The 2002 team doesn't get a lot of love because Gibbons was outcoached pretty bad against Ignatius in the regular season (lost 25-2) and we lost an epic playoff game against Harding where it looked like we were going to win 16-15. Harding hit a huge pass play with less than a minute left to set up the game winning FG. Someone brought it up in a post above but I miss that Division 1, there were years where you could have had 5 or 6 teams end up with the title legitimately.

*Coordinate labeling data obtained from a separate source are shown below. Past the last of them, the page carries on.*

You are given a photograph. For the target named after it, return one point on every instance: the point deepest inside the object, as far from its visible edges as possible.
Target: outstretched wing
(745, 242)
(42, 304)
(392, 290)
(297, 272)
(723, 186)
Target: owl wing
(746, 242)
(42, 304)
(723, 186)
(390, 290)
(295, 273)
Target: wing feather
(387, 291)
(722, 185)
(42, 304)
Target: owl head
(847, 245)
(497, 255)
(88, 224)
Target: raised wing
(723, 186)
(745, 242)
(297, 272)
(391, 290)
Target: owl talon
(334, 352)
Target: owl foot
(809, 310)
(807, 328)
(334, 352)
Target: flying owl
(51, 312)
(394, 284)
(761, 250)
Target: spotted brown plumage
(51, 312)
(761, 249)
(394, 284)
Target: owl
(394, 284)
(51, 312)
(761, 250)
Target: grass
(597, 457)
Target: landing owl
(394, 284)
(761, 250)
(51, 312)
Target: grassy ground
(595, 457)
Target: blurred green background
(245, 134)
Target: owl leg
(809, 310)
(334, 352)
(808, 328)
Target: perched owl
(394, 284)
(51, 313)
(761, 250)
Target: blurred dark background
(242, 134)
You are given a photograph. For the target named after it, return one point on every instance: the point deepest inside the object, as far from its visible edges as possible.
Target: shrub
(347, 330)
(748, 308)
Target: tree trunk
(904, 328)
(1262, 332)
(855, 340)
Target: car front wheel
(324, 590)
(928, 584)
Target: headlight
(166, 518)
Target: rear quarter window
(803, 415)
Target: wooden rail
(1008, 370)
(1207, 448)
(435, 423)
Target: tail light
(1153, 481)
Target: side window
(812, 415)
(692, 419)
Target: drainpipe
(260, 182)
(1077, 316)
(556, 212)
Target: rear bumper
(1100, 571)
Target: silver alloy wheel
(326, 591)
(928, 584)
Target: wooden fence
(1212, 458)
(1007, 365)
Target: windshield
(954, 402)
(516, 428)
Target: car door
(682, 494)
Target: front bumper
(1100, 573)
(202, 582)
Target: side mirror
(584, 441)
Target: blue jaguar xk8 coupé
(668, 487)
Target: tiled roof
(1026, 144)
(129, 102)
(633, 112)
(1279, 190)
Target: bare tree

To answer Worm02's question about really good vs. great. I think you have to look at each year and think about the talent they had and what they did with it against the schedule they played along with expectations. The '03 team had 4 classic games, a 27-20 loss to WGH in the regular season, a nightmare loss against Brian Hoyer's St. Ignatius team 20-17, playoff wins over Harding 21-13 and Mentor 13-10. The 2012 team went undefeated and had more talent but against a softer schedule I would say. And just because they scored a ton of points didn't mean they weren't vulnerable. 2003 beat Massillon 27-6, not much of a blow out points wise but I don't think Massillon moved the ball past the 50 all game, their touchdown was a fumble return by an Ed's d-lineman who ran the wrong way. 2012 beat everyone, including a couple of shoot outs but lost a shoot out too. Same with 2013. I'd put all 3 teams in the really good category.
1975, 2014, 2005, 2023, I think those are the best teams Ed's ever had.